Dentro das comemorações dos 20 anos da promulgação da Constituição do Estado da Bahia, a Assembleia Legislativa lançou dois documentários. Um, com seis minutos de duração, e outro com 30 minutos e toda a história da elaboração do mais importante documento do estado, além de depoimentos dos principais protagonistas desse momento histórico da Bahia. Com muitas imagens da época, o documentário de 30 minutos terá cópias distribuídas para bibliotecas e escolas.
Os documentários avaliam também as conquistas que nova Constituição da Bahia trouxe para a sociedade. No vídeo, o trabalho dos deputados baianos para a elaboração de um novo marco institucional foi visto sob uma ótica histórica. "A Constituição baiana é o resultado da necessidade de adequar o estado às transformações promovidas no Brasil, a partir do processo de redemocratização, depois de encerrado o ciclo do regime militar, em 1985", explicou o jurista Celso Castro, na época consultor geral da Assembleia Legislativa.
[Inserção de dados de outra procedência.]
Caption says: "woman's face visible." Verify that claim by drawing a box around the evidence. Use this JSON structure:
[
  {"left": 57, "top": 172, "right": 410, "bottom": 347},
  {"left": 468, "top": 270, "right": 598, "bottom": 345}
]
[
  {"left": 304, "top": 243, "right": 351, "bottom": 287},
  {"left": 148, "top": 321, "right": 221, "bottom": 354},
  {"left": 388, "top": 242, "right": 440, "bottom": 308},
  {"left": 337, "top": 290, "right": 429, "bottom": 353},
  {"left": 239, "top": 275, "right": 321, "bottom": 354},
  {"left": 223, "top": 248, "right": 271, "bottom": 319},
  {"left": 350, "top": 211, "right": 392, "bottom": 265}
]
Segundo Castro, a elaboração do documento na Bahia partiu também da necessidade de se adequar a Constituição Federal, promulgada no ano anterior, à realidade de cada estado. "A Constituição reflete o espírito de um povo que é diferente na Bahia do que é em São Paulo, por exemplo". Castro lembra que a Constituição, mais do que um documento, representa "o compromisso de um povo, de uma sociedade".
NOTÁVEIS
A Constituição da Bahia de 1989 é a quinta do estado. Substituiu a que estava em vigor desde 1967, aprovada durante o regime militar. As três primeiras constituições da Bahia foram elaboradas em 1891, 1937, durante o Estado Novo, e em 1945.
O documentário mais longo mostra que uma comissão especial, denominada de notáveis, colaborou com os parlamentares que fizeram a nova Carta estadual. A tarefa dessa Comissão de Notáveis foi apresentar um anteprojeto na primeira fase de elaboração da constituição.
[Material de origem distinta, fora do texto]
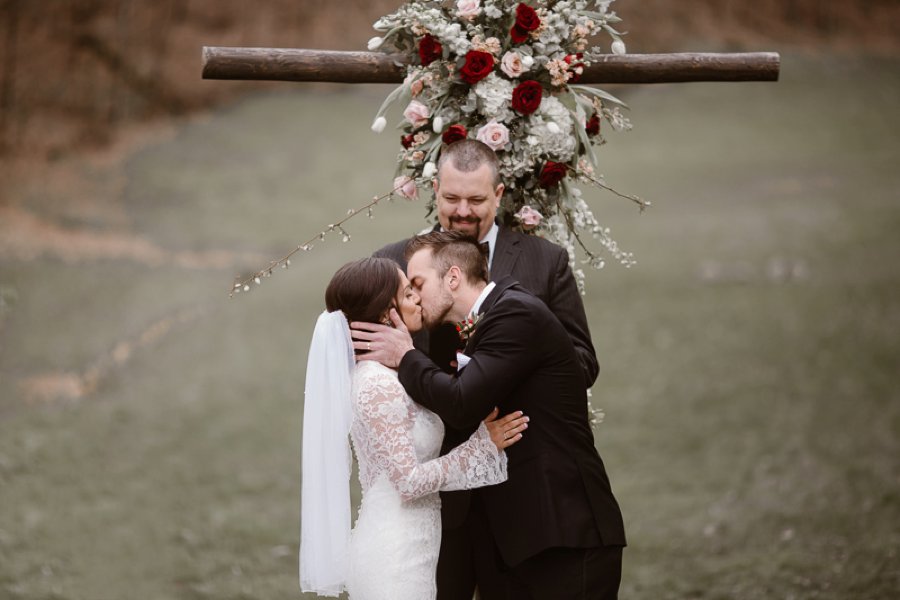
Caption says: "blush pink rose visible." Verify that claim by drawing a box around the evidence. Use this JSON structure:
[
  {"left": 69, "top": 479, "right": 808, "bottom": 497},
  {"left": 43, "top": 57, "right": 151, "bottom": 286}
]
[
  {"left": 475, "top": 119, "right": 509, "bottom": 152},
  {"left": 516, "top": 204, "right": 544, "bottom": 231},
  {"left": 394, "top": 175, "right": 419, "bottom": 200},
  {"left": 403, "top": 100, "right": 431, "bottom": 127},
  {"left": 500, "top": 51, "right": 528, "bottom": 79}
]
Também entrevistado no documentário, o jurista Marcelo Duarte sintetiza o trabalho da comissão dos notáveis. "Uma comissão constitucional, formada por deputados, que organizou a apresentação das propostas para a elaboração do texto da Carta baiana", explicou.
Duarte acrescentou que a elaboração da Constituição foi um trabalho de oito meses, com a participação de 72 parlamentares. "O início de tudo foi a instalação da Assembleia Estadual Constituinte", explicou ele. O ex-deputado Coriolano Sales, então presidente da Assembleia Estadual Constituinte, lembra no documentário que a elaboração da Constituição Estadual teve a participação da sociedade civil. "Os deputados formaram a Caravana da Constituinte e estiveram em 22 regiões do estado para ouvir propostas, apresentadas para fazer parte da Carta", explicou Sales. O documentário mostra imagens da Caravana da Constituinte e registros de jornais da época sobre as viagens dos deputados.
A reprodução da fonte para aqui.